流星は「天然物」と呼ばれる一丁焼きの型で焼かれるたい焼きを眺め、桜は慣れた様子で二つ注文する。
「おばちゃん、今日も一つおまけしとくよ。……おや、お隣のハンサムさんは彼氏かい? 隅に置けないねぇ、桜ちゃん」
「あはは、ありがとうございます。……ねぇおばちゃん、ちょっと聞いてもいいですか? さっき神社を通ったら、宮司さんと目が合っちゃって。なんだか、怖い顔してて、私何かしちゃったのかなって不安になった」
桜がさりげなく、けれど計算されたトーンで水を向ける。おばちゃんは焼き上がったたい焼きを紙袋に包みながら、声を潜めて話し始めた。
「……あんまり気にしない気にしない方が良いよ。そういう人だからさ………」
「そういう人って、どういう人?今までに何度かお見かけしたけど、直接話したこともないから分からないの」
「名前は『根元 太蔵』って言うんだよ。もともとは婿養子でこの神社にやって来た人でね」
おばちゃんの手が止まり、遠い目をする。
「奥さんの美恵さんが一人旅の最中に彼と出会って、お互いに意気投合してすぐに結婚したんだよ。最初は太蔵さんの一目惚れだったらしい。美恵さんは元々は太陽みたいに明るい性格でね、子供が欲しいって話してたんだけど……なかなか上手くいかなくて悩んでいたみたい。結婚して年月が経つうちに、あんなに明るかった子が愚痴ばっかり言うようになって。夫婦仲も、外から見てて心配になるくらい冷え切ってたね」
流星は無言で、おばちゃんの言葉を一つも漏らさぬよう耳を傾ける。
「それが三年ほど前だったかね。美恵さんがパタッと行方不明になっちまったんだよ。警察も随分調べたみたいだけどね。太蔵さんは『妻は趣味の一人旅に出かけて、そのまま戻ってこない』って届け出たんだ」
そこでおばちゃんは、さらに顔を近づけて声を落とした。
「でも、私はちょっとおかしいなと思ったよ。確かに美恵さんは独身時代は一人旅が好きだったけど、結婚してからの十数年は一度もそんなことしてなかったんだから。……あんまりはっきりとは言わないけどさ、太蔵さんは相当な嫉妬深さでね。美恵さんが一人で出かけるなんて、絶対に許さなかったはずなんだよ」
「……結局、今も見つかっていないんですか?」
桜の問いに、おばちゃんは重く首を振った。
「太蔵さんはもともと人付き合いが苦手だったけど、美恵さんがいなくなってからは余計に酷くなったね。皆、気味悪がって近寄らなくなっちゃった。境内で子供が遊んでいると、ちょっと普通じゃないくらい怒鳴りつけるしさ……。何を考えてるんだか分からないっていうか、正直、ちょっと怖いくらいだよ」
おばちゃんから渡されたたい焼きは、持っていられないほど熱かった。流星は、その熱を手のひらで感じながら、脳内で情報を整理する。

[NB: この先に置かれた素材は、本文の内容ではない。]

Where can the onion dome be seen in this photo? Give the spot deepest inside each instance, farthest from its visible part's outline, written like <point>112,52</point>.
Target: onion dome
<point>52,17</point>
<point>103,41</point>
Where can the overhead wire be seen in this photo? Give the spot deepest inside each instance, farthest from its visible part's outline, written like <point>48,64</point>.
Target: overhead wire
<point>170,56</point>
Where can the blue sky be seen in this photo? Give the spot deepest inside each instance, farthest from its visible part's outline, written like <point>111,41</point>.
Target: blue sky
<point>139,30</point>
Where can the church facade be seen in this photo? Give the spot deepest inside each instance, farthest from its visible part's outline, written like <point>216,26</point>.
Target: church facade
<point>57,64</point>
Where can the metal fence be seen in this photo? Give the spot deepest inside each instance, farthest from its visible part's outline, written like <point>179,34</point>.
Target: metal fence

(一目惚れ、強すぎる嫉妬、そして不自然な『一人旅』での失踪……)
おばちゃんが去っていく背中を見ながら流星は呟くように言った。
「……どうやら、この事件の根は、思っているより深そうだ」
甘い香りが漂う商店街の中で、二人の背後にある「穴熊神社」の影だけが、いっそう濃く、不気味に伸びていた。